Type of Work and Publication Date .......“The Purloined Letter” falls into the general category of short story and the specific category of detective story. It was first published in The Gift in January 1845. .......Purloined
means stolen. Hence, the story could have been entitled "The Stolen
Letter." However,
purloin has a connotation that steal does
not have—that
is, to take something by a breach of trust.
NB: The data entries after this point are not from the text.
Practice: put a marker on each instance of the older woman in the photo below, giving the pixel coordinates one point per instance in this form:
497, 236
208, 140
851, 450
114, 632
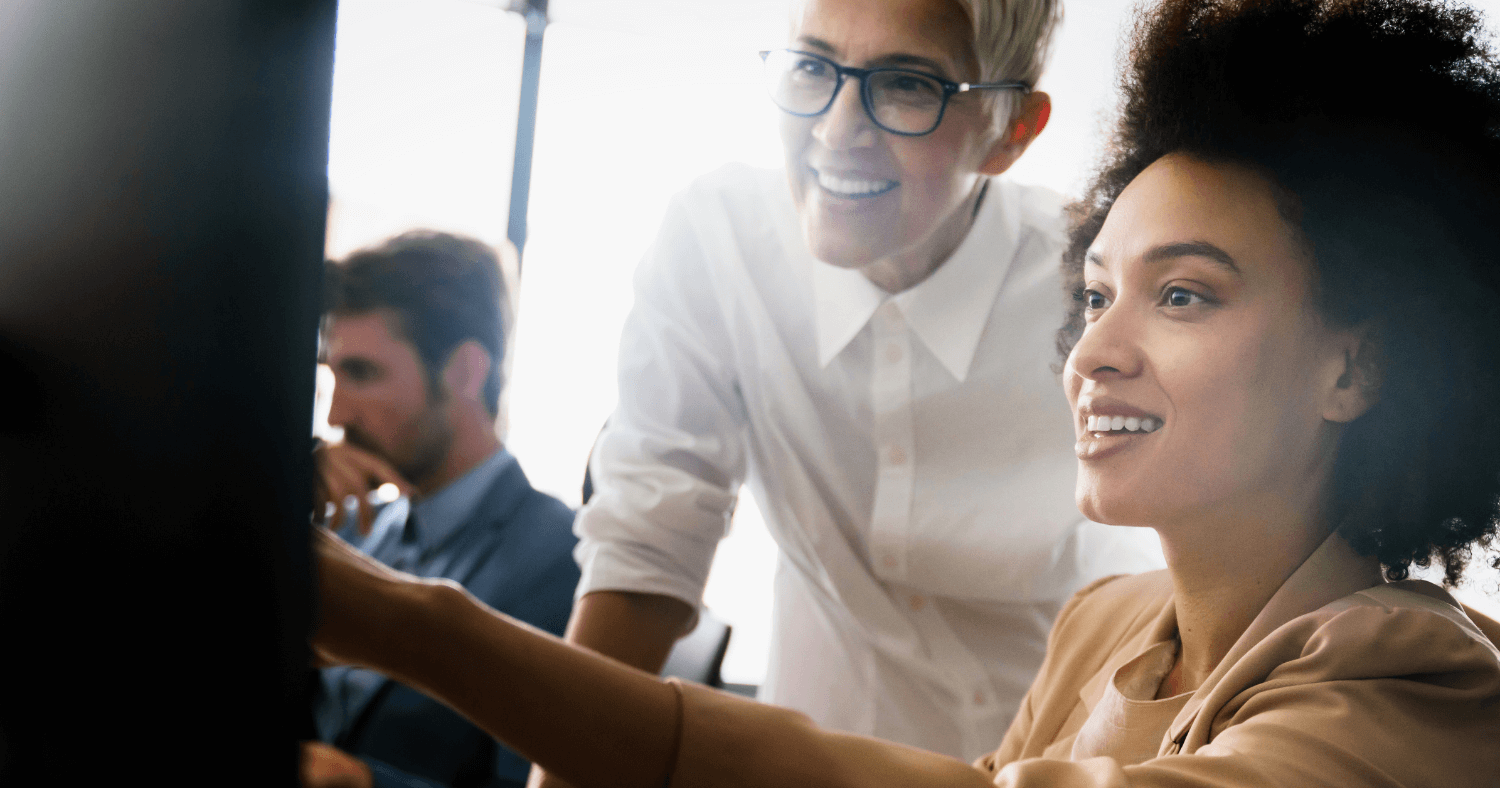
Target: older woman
1281, 359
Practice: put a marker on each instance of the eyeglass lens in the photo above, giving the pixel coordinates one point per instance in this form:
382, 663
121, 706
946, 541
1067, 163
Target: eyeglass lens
899, 101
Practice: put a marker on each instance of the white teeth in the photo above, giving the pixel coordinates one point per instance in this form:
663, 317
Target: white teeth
1122, 424
851, 186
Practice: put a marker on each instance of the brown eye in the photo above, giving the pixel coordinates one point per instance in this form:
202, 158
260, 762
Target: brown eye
1178, 296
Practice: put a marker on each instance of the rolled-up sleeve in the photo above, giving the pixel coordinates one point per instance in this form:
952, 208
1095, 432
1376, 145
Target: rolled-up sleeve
668, 467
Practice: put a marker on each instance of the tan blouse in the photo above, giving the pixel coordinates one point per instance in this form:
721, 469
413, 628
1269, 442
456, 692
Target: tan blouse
1341, 680
1334, 683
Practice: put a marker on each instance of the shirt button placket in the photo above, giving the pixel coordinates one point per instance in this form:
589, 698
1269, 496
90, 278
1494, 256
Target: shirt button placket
891, 403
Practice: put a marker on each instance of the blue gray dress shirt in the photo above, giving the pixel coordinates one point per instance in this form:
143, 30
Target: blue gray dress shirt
510, 547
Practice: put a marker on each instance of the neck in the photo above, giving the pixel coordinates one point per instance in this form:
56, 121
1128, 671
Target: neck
912, 266
473, 443
1223, 574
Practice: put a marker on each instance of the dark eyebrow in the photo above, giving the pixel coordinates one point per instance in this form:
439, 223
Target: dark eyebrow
896, 59
1172, 251
818, 44
1190, 248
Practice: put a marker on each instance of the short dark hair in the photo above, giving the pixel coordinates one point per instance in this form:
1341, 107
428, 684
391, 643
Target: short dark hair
1379, 125
444, 288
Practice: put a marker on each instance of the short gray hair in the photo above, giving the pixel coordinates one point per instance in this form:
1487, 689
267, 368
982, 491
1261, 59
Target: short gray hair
1011, 41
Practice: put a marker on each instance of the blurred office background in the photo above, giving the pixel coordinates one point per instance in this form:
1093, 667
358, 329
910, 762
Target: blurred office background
635, 101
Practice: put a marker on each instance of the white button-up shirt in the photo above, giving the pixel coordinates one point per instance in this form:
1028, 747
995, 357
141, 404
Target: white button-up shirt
912, 455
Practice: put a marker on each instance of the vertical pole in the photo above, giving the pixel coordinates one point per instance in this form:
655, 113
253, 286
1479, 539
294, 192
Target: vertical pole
527, 123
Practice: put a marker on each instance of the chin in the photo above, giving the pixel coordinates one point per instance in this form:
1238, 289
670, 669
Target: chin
1113, 509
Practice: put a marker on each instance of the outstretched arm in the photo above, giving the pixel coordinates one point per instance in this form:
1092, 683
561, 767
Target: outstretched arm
587, 718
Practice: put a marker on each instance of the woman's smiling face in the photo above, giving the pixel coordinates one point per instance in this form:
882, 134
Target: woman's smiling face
866, 194
1203, 344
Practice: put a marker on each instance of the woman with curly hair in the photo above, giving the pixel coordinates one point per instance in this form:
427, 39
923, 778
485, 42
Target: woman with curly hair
1284, 359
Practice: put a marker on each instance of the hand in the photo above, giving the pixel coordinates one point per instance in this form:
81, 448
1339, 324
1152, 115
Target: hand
360, 604
345, 470
324, 766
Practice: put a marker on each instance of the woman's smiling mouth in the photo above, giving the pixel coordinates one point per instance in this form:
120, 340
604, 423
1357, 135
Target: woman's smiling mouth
1122, 424
854, 188
1107, 433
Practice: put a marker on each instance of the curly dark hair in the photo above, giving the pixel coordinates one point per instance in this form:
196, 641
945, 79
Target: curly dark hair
446, 288
1379, 125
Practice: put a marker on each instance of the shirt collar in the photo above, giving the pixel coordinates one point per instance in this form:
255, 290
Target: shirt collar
947, 311
446, 511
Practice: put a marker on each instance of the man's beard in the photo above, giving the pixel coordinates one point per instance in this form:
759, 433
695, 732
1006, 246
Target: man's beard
434, 439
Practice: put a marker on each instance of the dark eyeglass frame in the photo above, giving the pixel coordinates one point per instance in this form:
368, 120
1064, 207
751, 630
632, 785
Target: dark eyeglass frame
948, 89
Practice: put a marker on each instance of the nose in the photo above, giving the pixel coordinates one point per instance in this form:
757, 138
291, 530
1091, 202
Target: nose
1110, 347
339, 407
846, 125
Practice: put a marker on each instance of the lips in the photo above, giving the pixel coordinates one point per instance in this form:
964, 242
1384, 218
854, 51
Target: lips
1112, 427
854, 186
1122, 424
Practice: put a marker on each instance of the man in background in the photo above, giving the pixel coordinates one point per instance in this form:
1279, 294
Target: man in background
414, 330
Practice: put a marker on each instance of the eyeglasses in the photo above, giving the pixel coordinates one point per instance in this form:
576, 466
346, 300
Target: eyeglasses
900, 101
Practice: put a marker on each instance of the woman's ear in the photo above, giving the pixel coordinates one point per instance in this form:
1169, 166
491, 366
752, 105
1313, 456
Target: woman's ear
1029, 120
467, 368
1356, 381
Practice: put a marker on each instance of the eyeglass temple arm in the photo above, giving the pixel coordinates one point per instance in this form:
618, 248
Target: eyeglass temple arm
965, 87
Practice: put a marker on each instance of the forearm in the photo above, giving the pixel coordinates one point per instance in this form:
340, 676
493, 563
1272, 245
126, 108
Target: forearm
587, 718
729, 742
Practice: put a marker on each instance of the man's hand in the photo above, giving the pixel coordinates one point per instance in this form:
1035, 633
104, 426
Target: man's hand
324, 766
345, 470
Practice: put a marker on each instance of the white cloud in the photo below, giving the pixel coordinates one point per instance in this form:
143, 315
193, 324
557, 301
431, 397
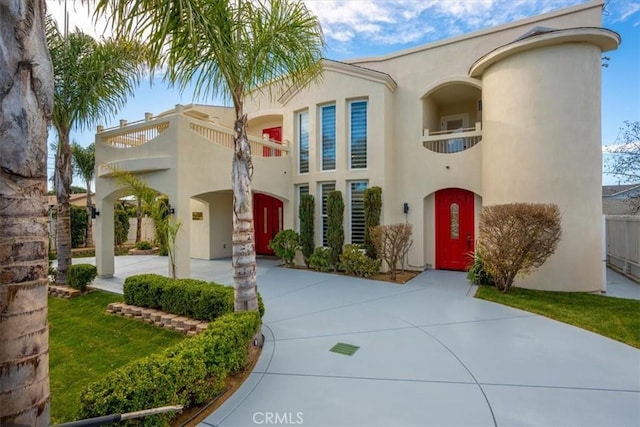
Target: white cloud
401, 22
80, 15
623, 10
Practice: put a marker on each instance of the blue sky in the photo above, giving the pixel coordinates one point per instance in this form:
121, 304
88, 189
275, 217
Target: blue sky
357, 28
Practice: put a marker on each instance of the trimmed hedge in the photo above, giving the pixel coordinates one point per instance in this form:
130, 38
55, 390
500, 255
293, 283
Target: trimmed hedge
80, 275
189, 373
193, 298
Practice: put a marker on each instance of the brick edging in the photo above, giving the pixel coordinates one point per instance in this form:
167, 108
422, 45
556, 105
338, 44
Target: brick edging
159, 318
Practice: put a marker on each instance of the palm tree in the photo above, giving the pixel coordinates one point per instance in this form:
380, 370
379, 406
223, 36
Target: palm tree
92, 81
229, 48
84, 164
26, 101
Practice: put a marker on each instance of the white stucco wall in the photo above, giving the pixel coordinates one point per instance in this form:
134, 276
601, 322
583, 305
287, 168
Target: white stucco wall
542, 144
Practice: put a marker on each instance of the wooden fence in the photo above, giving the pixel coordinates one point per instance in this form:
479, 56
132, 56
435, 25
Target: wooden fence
623, 243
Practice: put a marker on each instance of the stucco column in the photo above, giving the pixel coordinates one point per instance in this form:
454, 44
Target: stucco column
182, 250
104, 234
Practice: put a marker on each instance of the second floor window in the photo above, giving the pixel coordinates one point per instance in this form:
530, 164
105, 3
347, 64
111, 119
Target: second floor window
358, 134
303, 142
328, 137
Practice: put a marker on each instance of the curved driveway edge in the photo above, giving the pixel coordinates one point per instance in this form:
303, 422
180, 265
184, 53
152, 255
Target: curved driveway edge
428, 354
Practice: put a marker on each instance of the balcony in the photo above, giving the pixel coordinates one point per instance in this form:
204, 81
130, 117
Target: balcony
137, 134
452, 141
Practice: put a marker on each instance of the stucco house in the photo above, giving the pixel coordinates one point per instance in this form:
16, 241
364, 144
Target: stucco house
505, 114
621, 199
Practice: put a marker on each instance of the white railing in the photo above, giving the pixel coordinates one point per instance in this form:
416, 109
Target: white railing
260, 147
623, 243
141, 132
134, 134
452, 141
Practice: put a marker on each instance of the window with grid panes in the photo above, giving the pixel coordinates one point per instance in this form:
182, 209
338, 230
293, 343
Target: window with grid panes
325, 189
358, 134
328, 136
303, 141
301, 190
356, 194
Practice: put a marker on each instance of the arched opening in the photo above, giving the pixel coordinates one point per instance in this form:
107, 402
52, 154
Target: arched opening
452, 117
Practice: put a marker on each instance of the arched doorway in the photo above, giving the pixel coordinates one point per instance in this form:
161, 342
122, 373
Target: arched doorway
455, 237
267, 221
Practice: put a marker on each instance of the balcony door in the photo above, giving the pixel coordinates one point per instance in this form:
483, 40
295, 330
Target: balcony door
275, 134
453, 122
454, 228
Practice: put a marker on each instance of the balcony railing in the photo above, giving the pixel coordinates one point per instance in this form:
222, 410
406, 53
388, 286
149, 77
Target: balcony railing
134, 134
260, 147
144, 131
452, 141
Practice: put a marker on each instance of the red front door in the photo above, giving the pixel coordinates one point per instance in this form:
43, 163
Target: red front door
275, 134
267, 221
454, 228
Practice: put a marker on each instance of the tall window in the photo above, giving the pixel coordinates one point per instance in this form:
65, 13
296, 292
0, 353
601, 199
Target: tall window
328, 137
358, 134
302, 120
356, 194
301, 190
325, 189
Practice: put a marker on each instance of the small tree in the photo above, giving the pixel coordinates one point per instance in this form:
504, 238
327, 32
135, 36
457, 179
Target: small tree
284, 245
372, 210
307, 233
84, 165
392, 242
120, 224
335, 229
172, 227
517, 238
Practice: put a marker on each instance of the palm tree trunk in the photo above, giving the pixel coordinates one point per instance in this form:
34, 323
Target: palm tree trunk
244, 250
26, 102
88, 241
139, 220
63, 184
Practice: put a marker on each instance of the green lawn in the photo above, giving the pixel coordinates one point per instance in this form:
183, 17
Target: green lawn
86, 343
616, 318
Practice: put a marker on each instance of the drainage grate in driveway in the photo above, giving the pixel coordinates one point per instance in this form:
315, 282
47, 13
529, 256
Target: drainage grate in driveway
346, 349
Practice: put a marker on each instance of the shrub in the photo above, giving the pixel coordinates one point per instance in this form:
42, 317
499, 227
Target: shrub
319, 259
80, 275
517, 238
307, 236
189, 373
187, 297
335, 228
392, 243
144, 245
284, 245
79, 219
372, 210
354, 261
476, 273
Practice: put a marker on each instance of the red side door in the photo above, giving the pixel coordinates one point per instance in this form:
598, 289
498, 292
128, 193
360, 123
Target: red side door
275, 134
267, 221
454, 228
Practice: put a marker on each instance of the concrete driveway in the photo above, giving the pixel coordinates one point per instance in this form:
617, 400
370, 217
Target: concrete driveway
429, 354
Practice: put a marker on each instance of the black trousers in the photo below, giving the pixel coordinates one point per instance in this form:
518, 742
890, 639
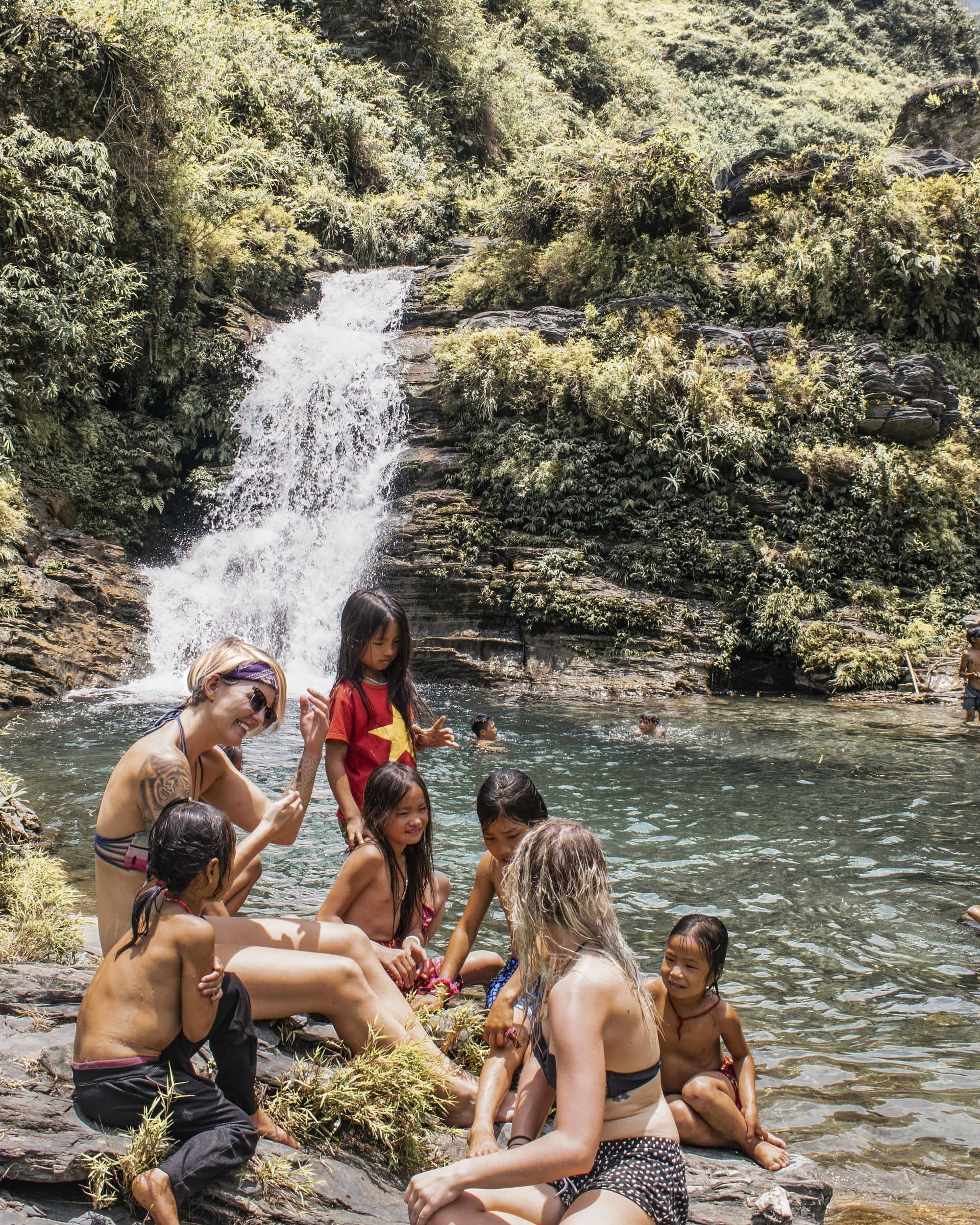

Theme .......The theme is straightforward and simple: how a superior thinker solves a baffling puzzle. In this short story, as opposed to Poe’s stories of terror and the supernatural, there are no hidden messages, no allegories. .......The climax of “The Purloined Letter” occurs when Dupin announces that he has retrieved the stolen letter. First Three Detective Stories .......“The
Murders in the Rue Morgue,” "The Mystery of Marie Roget," and "The Purloined
Letter" set a milestone in literature as the first three detective stories
ever written. They are sometimes referred to as tales of ratiocination
(rash e aw sin A shun), the process of using cold, objective logic—including
deduction and induction—to
solve a problem or a mystery. However, the central character of the stories—the
brilliant amateur detective C. Auguste Dupin—relies
as much on intuition as on logic. As Richard Wilbur observes, “Dupin, although
Poe describes his mental operations as ‘analytic’ and as based on a psychological
calculus of probabilities, is actually representative of a pure poetic
intuition bordering on omniscience.”
.......Edgar
Allan Poe was born on January 19, 1809, in Boston. After being orphaned
at age two, he was taken into the home of a childless couple—John
Allan, a successful businessman in Richmond, Va., and his wife. Allan was
believed to be Poe’s godfather. At age six, Poe went to England with the
Allans and was enrolled in schools there.